Member of the Amyotha Hluttaw
- Incumbent
- Assumed office 3 February 2016
- Constituency: Sagaing Region No. 5
- Majority: 227437 votes

Personal details
- Born: 20 March 1942 (age 84) Yangon, Myanmar
- Party: National League for Democracy
- Spouse: Myint Myint Thein
- Children: Nanda Htut Kyaw Swar Htut
- Parent(s): Ba Chit (father) Ma Ma Latt (mother)
- Alma mater: Yangon Institute of Economics (B.Ecom)

= Ye Htut (politician, born 1942) =

Burmese politician

Ye Htut (ရဲထွဋ်; born 20 March 1942) is a Burmese politician who currently serves as an Amyotha Hluttaw MP for Sagaing Region No. 5 constituency. He is a member of the National League for Democracy.

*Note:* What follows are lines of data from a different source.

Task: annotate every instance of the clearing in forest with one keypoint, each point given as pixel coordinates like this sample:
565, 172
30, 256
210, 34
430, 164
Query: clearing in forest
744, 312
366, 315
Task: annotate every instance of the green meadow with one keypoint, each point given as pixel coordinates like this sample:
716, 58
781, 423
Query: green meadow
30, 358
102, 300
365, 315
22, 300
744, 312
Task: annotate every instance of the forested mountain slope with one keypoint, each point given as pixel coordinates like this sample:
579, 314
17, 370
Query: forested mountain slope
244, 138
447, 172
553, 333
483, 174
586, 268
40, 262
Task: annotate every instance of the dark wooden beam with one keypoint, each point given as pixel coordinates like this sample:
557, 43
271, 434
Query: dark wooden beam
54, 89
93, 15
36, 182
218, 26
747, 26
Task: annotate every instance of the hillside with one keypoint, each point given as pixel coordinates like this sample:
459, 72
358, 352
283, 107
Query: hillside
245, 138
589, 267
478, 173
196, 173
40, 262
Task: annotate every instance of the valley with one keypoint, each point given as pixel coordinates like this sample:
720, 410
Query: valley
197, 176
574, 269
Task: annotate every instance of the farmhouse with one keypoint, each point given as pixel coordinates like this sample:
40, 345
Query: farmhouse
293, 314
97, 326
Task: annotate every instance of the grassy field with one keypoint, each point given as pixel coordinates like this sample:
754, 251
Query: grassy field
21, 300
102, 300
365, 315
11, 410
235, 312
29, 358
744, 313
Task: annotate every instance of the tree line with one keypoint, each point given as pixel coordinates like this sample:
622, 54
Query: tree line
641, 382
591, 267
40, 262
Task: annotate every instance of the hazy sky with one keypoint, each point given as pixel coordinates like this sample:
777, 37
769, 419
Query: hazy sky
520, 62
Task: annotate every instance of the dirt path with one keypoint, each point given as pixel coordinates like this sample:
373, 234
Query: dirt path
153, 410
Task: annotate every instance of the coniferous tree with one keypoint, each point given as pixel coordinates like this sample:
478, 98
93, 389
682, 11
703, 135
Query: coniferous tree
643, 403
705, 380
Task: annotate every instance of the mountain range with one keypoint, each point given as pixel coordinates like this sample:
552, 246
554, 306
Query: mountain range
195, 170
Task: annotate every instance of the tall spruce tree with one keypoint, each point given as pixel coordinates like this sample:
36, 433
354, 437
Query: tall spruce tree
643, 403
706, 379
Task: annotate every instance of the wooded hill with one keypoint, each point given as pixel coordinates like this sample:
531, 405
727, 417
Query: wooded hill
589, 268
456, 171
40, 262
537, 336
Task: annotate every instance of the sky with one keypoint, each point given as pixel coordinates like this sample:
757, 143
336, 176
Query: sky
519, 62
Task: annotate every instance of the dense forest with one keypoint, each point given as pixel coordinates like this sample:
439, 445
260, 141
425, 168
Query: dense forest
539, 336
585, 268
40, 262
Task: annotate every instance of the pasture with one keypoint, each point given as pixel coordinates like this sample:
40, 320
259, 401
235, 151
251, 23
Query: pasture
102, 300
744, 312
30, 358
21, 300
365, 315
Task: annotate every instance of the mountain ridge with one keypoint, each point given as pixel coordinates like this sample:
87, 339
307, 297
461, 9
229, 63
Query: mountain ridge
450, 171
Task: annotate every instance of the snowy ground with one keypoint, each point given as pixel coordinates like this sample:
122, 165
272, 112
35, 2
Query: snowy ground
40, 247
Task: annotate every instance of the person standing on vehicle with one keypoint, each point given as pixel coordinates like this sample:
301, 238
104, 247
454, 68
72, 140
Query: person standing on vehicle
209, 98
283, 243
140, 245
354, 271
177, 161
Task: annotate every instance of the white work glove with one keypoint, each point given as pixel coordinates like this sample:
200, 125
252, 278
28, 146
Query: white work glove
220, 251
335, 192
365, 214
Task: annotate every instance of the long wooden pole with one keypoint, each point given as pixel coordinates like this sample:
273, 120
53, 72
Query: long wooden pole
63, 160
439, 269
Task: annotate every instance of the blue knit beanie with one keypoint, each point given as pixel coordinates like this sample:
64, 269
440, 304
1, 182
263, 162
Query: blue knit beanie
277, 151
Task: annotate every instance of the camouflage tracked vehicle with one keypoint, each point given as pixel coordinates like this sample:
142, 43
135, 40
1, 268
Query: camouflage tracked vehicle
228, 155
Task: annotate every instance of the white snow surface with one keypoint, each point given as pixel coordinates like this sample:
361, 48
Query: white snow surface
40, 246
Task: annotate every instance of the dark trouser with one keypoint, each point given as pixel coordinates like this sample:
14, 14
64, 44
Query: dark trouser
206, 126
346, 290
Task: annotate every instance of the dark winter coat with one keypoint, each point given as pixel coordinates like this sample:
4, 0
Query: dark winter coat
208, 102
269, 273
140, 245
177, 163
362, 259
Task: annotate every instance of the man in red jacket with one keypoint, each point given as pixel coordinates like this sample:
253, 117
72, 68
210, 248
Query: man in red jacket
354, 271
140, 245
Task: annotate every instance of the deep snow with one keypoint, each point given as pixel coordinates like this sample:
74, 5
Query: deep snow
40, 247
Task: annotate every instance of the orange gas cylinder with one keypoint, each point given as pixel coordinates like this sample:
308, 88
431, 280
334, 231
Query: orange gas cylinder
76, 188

==Early life and education==
Ye Htut was born on 20 March 1942 in Yangon, Myanmar. He graduated with B.Ecom from Yangon Institute of Economics. He is also a writer.

==Political career==
He is a member of the National League for Democracy. In the 2015 Myanmar general election, he was elected as an Amyotha Hluttaw member of parliament, winning a majority of 227437 votes and elected representative from Sagaing Region No. 5 parliamentary constituency.